Review by Karl Verhoven
Gene was once a Hackman, not bio-engineered with the greatest intellect, but with heightened instincts and formidable combat skills. As seen in The Promised Land, the future’s unpleasant and over-run with feral giant insects, and the society he and his pack protected is no more. Gene now wanders around accompanied by the young Lee Sowers in a sort of mixed-up version of George and Lennie from Of Mice and Men.
They’ve now reached Auxtralia, but Dan Abnett doesn’t vary the formula greatly from the first time around, providing Gene with new allies and plenty of new monstrous insects for Richard Elson to draw.

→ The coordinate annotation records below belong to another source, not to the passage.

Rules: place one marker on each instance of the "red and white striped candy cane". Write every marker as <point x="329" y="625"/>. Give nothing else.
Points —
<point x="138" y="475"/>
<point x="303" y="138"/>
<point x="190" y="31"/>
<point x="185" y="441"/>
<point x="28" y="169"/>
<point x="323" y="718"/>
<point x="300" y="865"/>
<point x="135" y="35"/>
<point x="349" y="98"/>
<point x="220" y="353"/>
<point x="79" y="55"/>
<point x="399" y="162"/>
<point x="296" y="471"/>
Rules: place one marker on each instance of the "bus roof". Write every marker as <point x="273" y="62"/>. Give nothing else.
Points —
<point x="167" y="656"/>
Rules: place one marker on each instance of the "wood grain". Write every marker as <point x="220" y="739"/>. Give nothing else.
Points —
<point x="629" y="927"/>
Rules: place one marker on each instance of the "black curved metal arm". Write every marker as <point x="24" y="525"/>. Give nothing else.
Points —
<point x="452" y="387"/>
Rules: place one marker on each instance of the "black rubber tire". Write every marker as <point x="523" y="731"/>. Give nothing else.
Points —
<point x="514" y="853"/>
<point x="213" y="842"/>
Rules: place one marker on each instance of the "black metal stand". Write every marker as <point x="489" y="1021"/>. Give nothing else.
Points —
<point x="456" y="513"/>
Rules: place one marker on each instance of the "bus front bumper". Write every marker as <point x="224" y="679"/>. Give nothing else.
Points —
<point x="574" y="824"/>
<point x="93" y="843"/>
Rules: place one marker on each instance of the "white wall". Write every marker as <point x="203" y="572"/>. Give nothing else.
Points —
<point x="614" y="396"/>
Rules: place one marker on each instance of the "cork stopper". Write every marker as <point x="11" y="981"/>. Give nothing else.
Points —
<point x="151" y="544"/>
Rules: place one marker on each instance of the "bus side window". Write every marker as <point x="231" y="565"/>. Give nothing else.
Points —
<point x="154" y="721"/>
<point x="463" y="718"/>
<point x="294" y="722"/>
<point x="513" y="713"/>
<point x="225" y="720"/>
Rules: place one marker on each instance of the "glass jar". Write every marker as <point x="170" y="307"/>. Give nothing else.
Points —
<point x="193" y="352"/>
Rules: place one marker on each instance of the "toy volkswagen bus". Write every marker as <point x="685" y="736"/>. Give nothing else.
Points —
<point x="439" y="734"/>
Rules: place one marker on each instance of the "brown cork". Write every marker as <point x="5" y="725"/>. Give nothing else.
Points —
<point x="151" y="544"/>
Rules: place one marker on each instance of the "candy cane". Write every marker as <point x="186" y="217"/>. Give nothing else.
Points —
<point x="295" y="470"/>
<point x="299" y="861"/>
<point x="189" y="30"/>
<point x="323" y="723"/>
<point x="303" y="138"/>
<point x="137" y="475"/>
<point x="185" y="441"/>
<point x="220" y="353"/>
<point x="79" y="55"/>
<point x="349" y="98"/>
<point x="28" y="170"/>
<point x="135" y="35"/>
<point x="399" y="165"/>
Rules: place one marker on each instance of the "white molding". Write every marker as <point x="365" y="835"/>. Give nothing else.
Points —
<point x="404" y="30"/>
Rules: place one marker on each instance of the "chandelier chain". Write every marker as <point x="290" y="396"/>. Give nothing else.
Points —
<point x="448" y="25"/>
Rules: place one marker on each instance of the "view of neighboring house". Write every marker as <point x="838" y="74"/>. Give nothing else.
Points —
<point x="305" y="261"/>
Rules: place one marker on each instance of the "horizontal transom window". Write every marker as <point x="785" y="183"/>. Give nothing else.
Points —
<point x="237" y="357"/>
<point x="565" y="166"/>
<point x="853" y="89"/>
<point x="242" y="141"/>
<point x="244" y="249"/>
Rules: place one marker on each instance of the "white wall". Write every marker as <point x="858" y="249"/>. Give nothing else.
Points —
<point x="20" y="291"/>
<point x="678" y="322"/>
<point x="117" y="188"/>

Elson does this with some imagination, especially good when it comes to making Rex convincing, the head of the new pack Gene hooks up with. The art excelling at the fantasy slaying can now be taken for granted, but both stories in Call of the Wild need more artistic detail than before, and Elson puts in the effort to ensure the locations reflect the devastation they’ve endured.
Auxtralia provides more human contact even if Gene considers “Your mouth is full of wrong”, and following the by now expected pattern, Gene reaches somewhere that looks promising, but doesn’t work out. It’s a formula repeated in the second story ‘His Master’s Voice’, but Abnett ensures the differences outweigh the similarities.
A sly sense of humour characterises Kingdom. Abnett is well aware fewer than seven stages of separation connect Gene to the Hulk, so he introduces a military man who believes he can control Gene. Instead of duplicating the Hulk/Thunderbolt Ross dynamic, though, it’s as a way into explaining the last years of humanity before the devastation. Using some clever segues Abnett stitches past and present together while also building up the future. We learn what Gene is and how he was created and Elson’s solid storytelling ensures there’s no confusion while still giving us threatening monsters.
Both stories deliver the intended action in desperate times, and Kingdom continues with Aux Drift.